Date: 10/5/2022
WEST SPRINGFIELD – Victoria Connor is leaving the Park and Recreation Department after 12 years as its director, but she isn’t going too far away.
Connor has a new job that’s close to her old one both in duties and in distance.
After a 28-year career working on West Springfield’s various parks, she was recently named the new managing director of Stanley Park in Westfield. Connor is excited for her new role, where she will work for the nonprofit board that runs the private park on Western Avenue in Westfield.
She will have more resources: West Springfield’s Park and Recreation budget for this year is just shy of $600,000, including operating costs, personnel and seasonal employees needed to maintain every park in town. Compare that to Stanley Park, founded off the fortune made by Stanley Beveridge’s business, Stanley Home Products Inc. In 2020 the park reported it had a $12 million endowment, with operating expenses of $1.4 million, more than double West Springfield’s Park and Rec budget – for one park. Granted, this one park has a koi pond, a frog pond, a registered historic covered bridge, a formal rose garden, a whole fleet of golf carts, zero-turn lawnmowers and security cameras, with a crew of seasonal college students ready to scope out, hunt down and meticulously trim any particularly ambitious blade of grass.
“Sure. Yeah. It’s been a nice business change,” remarked Connor.
Fancy as it may be, it’s still one property, versus the town-wide tapestry of parks, pools, athletic fields, skate parks, bikeways, boat launches and passive recreational spaces that Connor formerly oversaw, all while remaining accountable to taxpayers and elected officials.
“Sometimes government is weird,” said Connor. “I think it’s meant to be somewhat dysfunctional because you don’t want it to move that fast. You know, you want a lot of heads on it. You do want a lot of conflict and you do want a lot of checks and balances in place.”
She said she was proud of what she was able to accomplish in West Springfield.
“We were fortunate to get funding, able to do a lot of park improvements for the community,” said Connor, adding, “I think my proudest and the biggest project that I worked on was rebuilding and rehabbing the UNICO building.”

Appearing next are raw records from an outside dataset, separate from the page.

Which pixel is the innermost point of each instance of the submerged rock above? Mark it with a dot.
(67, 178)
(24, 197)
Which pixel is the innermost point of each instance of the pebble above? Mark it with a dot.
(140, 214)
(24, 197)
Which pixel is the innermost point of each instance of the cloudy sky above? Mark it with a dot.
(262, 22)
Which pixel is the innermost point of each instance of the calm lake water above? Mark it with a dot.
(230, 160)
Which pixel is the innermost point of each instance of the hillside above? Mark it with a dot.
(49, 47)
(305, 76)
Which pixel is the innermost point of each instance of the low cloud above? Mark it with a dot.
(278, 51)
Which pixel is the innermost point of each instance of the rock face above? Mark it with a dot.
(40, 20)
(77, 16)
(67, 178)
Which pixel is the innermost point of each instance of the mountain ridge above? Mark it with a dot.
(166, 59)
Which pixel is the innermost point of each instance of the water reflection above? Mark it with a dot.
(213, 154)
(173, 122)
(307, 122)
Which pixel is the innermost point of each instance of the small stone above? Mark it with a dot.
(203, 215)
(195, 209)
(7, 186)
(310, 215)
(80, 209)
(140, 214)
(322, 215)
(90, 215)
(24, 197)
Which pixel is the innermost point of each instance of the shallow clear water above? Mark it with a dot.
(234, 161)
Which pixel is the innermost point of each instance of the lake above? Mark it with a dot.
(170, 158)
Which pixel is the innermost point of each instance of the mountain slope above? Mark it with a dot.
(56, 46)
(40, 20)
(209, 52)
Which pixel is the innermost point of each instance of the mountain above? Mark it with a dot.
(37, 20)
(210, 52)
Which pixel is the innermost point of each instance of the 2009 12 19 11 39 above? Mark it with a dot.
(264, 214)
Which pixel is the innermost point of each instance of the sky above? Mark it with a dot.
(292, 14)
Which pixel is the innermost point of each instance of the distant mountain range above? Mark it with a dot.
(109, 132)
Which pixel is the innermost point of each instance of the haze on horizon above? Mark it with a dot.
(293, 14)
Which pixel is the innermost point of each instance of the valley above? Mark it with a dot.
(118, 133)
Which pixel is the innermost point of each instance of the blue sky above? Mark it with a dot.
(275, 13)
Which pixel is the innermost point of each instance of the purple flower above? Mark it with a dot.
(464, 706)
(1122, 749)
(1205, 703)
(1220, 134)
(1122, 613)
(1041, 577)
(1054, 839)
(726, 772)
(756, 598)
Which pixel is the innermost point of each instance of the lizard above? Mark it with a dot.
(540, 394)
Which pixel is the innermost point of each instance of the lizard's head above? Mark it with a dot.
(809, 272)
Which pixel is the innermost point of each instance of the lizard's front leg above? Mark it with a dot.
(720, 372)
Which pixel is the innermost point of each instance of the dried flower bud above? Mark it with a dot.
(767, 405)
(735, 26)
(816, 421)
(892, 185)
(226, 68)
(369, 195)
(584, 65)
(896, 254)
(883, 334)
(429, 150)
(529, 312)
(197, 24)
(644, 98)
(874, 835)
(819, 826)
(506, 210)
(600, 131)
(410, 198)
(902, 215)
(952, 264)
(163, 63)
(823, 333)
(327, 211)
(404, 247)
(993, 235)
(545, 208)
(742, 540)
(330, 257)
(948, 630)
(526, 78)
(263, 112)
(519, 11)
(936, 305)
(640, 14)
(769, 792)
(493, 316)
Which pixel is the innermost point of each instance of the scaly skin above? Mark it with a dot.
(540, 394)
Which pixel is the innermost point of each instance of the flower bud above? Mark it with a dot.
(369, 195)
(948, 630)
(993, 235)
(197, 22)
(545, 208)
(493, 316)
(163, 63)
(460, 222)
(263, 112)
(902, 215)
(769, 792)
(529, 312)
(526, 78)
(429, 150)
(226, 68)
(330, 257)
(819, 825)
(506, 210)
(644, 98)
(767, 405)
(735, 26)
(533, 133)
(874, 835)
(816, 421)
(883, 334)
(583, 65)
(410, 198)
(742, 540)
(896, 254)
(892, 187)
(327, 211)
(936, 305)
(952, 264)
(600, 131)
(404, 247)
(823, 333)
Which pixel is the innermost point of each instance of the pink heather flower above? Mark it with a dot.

That building in Mittineague Park, built by a fraternal service organization, was turned over to the town and became “our flagship” during Connor’s tenure, undergoing three renovations involving $2.2 million of work.
“Now, that building is used seven days a week by the Park and Rec Department,” Connor said.
Other new park facilities that Connor recently opened include the Bagg Brook Heritage Trail and pavilion behind the Irish Cultural Center on Morgan Road, and repairs to the Piper Pond spillway that allowed the town to reintroduce outdoor ice skating at the “Old Res” at Amostown and Piper roads.
She has also worked on updating the town’s Open Space and Recreation Plan, which has served as a guide for park renovations and expansions over the years. There’s room for her successor to drive more growth in recreational faciltiies, she said.
“We’ve been so fortunate to have a lot of parks and playgrounds ... [but] the goal is to have in every section of town, to have a park for local kids to play,” she said.
Connor said she was able to work with other town officials to acquire hundreds of acres of property that could be turned into developed parks, or left as open space and passive recreation trails.
Originally appointed as parks director by Edward Gibson in his last term as mayor, Connor has worked for all of West Springfield’s mayors, and what she described as a cast of characters in the second-floor office at Town Hall – not unlike the NBC series “Parks and Recreation,” she said.
“All the characters that you see, in the setup of the town hall, it was all very similar to West Springfield. So I could really relate to the silly anecdotes that they would go on,” said Connor, adding that “bottom line, every day people’s hearts and souls of the workers and the volunteers ... are always in it, doing it for the right reasons.”
At Stanley Park, Connor will replace Robert McKean, who is retiring at the end of this year after 14 years as managing director.